Travel restrictions to Macau from Mainland China and other health and safety policies have decimated Macau’s casino market. In June, Macau's gaming revenue of $307 million was the lowest monthly figure since September 2020, when casinos reported $273.9 million.

According to figures released by the government’s Gaming Inspection and Coordination Bureau on July 1, Macau saw gaming revenue fall 62.1 percent compared to June 2021 and decline 25.9 percent compared to May 2022.

For the first six months of 2022, Macau's gaming revenue is $3.26 billion, down 46.4 percent from the first six months of 2021.

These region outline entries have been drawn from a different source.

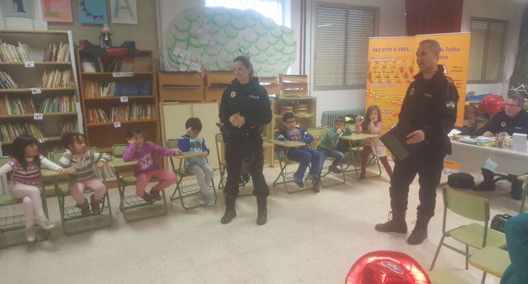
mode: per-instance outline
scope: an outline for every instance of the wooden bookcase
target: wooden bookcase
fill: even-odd
[[[68,131],[82,131],[82,115],[77,88],[77,68],[73,54],[73,43],[70,31],[36,31],[36,30],[12,30],[0,29],[0,40],[6,45],[18,45],[19,43],[26,45],[31,54],[32,61],[8,62],[4,58],[0,60],[0,71],[9,74],[13,81],[18,84],[16,88],[0,88],[0,100],[14,101],[21,99],[33,102],[35,111],[25,111],[23,114],[9,115],[5,113],[0,115],[0,126],[5,131],[6,127],[14,123],[28,123],[33,125],[34,130],[32,133],[38,141],[39,152],[47,154],[59,146],[62,134],[63,123],[69,123]],[[62,43],[68,45],[62,49],[64,61],[44,61],[47,48],[53,45],[57,47]],[[5,46],[4,46],[5,47]],[[4,49],[5,51],[5,49]],[[51,60],[48,58],[47,60]],[[61,84],[57,88],[47,88],[41,85],[45,72],[53,70],[64,71],[69,74],[69,82]],[[53,99],[62,97],[70,102],[69,109],[58,110],[52,108],[56,106]],[[41,106],[49,106],[47,110],[40,109]],[[2,106],[5,106],[1,104]],[[42,111],[41,111],[42,110]],[[60,112],[58,112],[60,110]],[[16,112],[19,113],[19,112]],[[42,115],[40,115],[40,113]],[[72,127],[73,126],[73,128]],[[40,132],[36,134],[35,132]],[[10,137],[14,133],[12,132]],[[41,135],[40,135],[41,134]],[[16,135],[15,135],[16,136]],[[4,155],[11,154],[12,140],[4,137],[0,141],[1,152]]]
[[[125,143],[125,134],[134,127],[141,128],[145,132],[147,140],[161,145],[156,73],[153,71],[152,67],[152,51],[139,50],[137,51],[138,54],[136,56],[96,58],[87,51],[77,49],[82,113],[85,118],[84,130],[88,136],[90,146],[97,147],[102,152],[111,152],[112,145]],[[123,62],[126,61],[130,63],[139,62],[139,58],[142,60],[141,66],[139,64],[137,66],[134,64],[129,64],[126,71],[109,70],[116,60],[122,60]],[[95,71],[84,71],[83,65],[91,60],[100,67],[100,69],[96,68]],[[148,61],[148,66],[146,67],[145,60]],[[119,93],[115,93],[112,96],[101,97],[100,91],[98,91],[105,84],[114,82],[118,84],[130,84],[133,81],[149,81],[151,87],[148,93],[143,92],[132,94],[136,93],[132,88],[130,93],[127,93],[126,89],[123,89]],[[112,108],[130,106],[134,104],[150,105],[150,117],[132,120],[112,119],[111,117]],[[108,121],[92,121],[90,110],[93,108],[104,110],[108,115]]]

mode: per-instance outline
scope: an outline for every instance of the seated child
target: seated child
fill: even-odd
[[[313,137],[304,129],[296,126],[295,115],[291,113],[286,113],[283,116],[285,129],[280,132],[277,137],[278,141],[290,141],[304,142],[307,144],[313,141]],[[293,178],[295,183],[300,187],[304,187],[302,179],[304,176],[308,164],[311,163],[310,176],[313,179],[314,185],[313,190],[319,192],[320,174],[321,153],[316,150],[309,149],[303,146],[300,148],[291,148],[288,151],[288,158],[299,162],[299,168],[295,173]]]
[[[49,223],[44,213],[40,189],[40,167],[61,174],[66,171],[38,154],[36,140],[33,137],[20,135],[15,138],[12,151],[13,158],[0,167],[0,176],[13,171],[9,181],[9,193],[13,198],[22,200],[25,209],[25,238],[31,242],[36,237],[33,230],[35,215],[38,220],[38,225],[45,230],[55,226]]]
[[[157,145],[152,142],[145,142],[145,132],[140,128],[132,128],[126,134],[128,147],[123,153],[123,160],[125,162],[137,160],[138,164],[134,170],[134,175],[138,180],[136,184],[136,195],[145,201],[161,200],[160,191],[176,183],[178,177],[174,173],[161,169],[154,156],[158,154],[165,156],[181,154],[180,150],[174,151]],[[145,189],[153,178],[161,180],[160,182],[146,193]]]
[[[337,165],[343,161],[345,154],[337,150],[337,143],[339,141],[339,137],[343,135],[352,134],[352,130],[346,126],[346,121],[344,118],[338,117],[334,121],[334,127],[330,128],[326,134],[323,137],[323,139],[317,146],[317,150],[321,152],[321,167],[323,168],[324,159],[326,157],[333,157],[335,159],[332,162],[332,165],[328,167],[330,171],[336,174],[341,174],[341,170],[337,168]]]
[[[62,145],[66,152],[59,160],[59,165],[64,167],[73,167],[75,172],[68,176],[70,193],[77,202],[77,206],[81,209],[82,215],[90,213],[88,200],[83,192],[91,189],[93,194],[90,198],[92,212],[99,212],[99,204],[103,196],[106,193],[106,187],[95,176],[93,163],[101,168],[104,164],[112,159],[106,153],[93,152],[87,150],[86,137],[82,133],[66,132],[62,134]]]
[[[197,158],[185,160],[185,170],[196,176],[200,185],[198,198],[200,203],[207,206],[215,204],[215,192],[209,187],[213,178],[213,168],[207,163],[206,157],[209,149],[205,145],[205,139],[199,137],[202,131],[202,121],[197,117],[191,117],[185,122],[187,132],[178,141],[178,148],[182,152],[192,151],[200,153]]]
[[[365,119],[361,121],[360,117],[356,117],[356,133],[367,133],[379,134],[381,133],[381,113],[376,106],[370,106],[367,108]],[[379,158],[385,170],[392,176],[392,169],[387,161],[387,148],[379,138],[369,138],[363,141],[363,154],[361,155],[361,174],[360,178],[365,178],[365,167],[367,165],[367,158],[370,153],[374,153]]]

Macquarie Securities gaming analyst Chad Beynon said last week COVID will continue to be a factor in Macau’s gaming revenue declines until November, when a Chinese government event is planned and some of the health and safety restrictions might be lifted.

“We thus remain cautious in the near term, as the Macau recovery has seen several fits and starts and remains highly sensitive to COVID outbreaks,” Beynon said.

Macau's all-time gaming revenue record was $45 billion in 2013.

Macau casinos collected $10.8 billion in gaming revenue in 2021, an increase of 43.7 percent over the $7.56 billion collected in 2020. The total was still more than 70 percent below pre-pandemic 2019, when casinos in the region produced $36.6 billion.

The gaming revenues produced in 2020 and 2021 are the lowest single-year back-to-back totals since 2006 and 2007.